2) Based on RDD A series of transformations , Lost data will be recalculated , because RDD Each of them Partition Is relatively independent , So just calculate the missing part .
3)Spark It'll automatically do some Shuffle The intermediate data of the operation is persisted ( such as :reduceByKey). When a node Shuffle Failure can avoid recalculating the entire input .
4) In practical use , If you want to reuse data , Recommend calling persist or cache.
def main(args: Array[String]): Unit = {
//TODO Create an environment
val sparkConf = new SparkConf().setMaster("local[*]").setAppName("Persist")
val sc = new SparkContext(sparkConf)
//TODO
val rdd = sc.makeRDD(List("hello world", "hello scala"))
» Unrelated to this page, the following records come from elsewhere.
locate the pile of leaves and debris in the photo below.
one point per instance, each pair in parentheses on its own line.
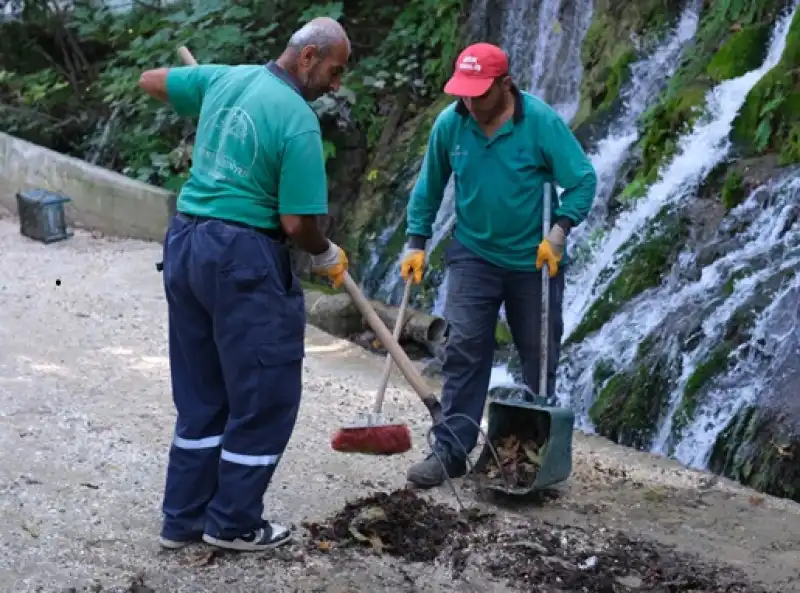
(137,585)
(520,461)
(399,523)
(541,557)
val flatRDD = rdd.flatMap(_.split(" "))
val mapRDD = flatRDD.map((_, 1))
//cache Put data into memory
mapRDD.cache()
//persist Put data on disk
//mapRDD.persist(StorageLevel.DISK_ONLY)
val reduceRDD = mapRDD.reduceByKey(_ + _)
reduceRDD.collect().foreach(println)
println("<<<<<<<<<<<<<")
val groupRDD = mapRDD.groupByKey()
groupRDD.collect().foreach(println)
//TODO Shut down the environment
sc.stop()
}
(2)RDD CheckPoint checkpoint
The so-called checkpoint is to RDD Intermediate results are written to disk , Because blood dependence is too long, the cost of fault tolerance will be too high , Do checkpoint fault tolerance in the intermediate stage , If there is a node problem after the checkpoint , You can redo it from the checkpoint , To reduce overhead .
Yes RDD Conduct checkpoint The operation is not immediately executed , Must be implemented Action Operation can trigger .
def main(args: Array[String]): Unit = {
//TODO Create an environment
val sparkConf = new SparkConf().setMaster("local[*]").setAppName("CheckPoint")
val sc = new SparkContext(sparkConf)
//TODO checkpoint
//checkpoint To specify the path to save checkpoints
sc.setCheckpointDir("checkpoint")
val rdd = sc.makeRDD(List("hello world", "hello scala"))
val flatRDD = rdd.flatMap(_.split(" "))
val mapRDD = flatRDD.map((_, 1))
mapRDD.checkpoint()
val reduceRDD = mapRDD.reduceByKey(_ + _)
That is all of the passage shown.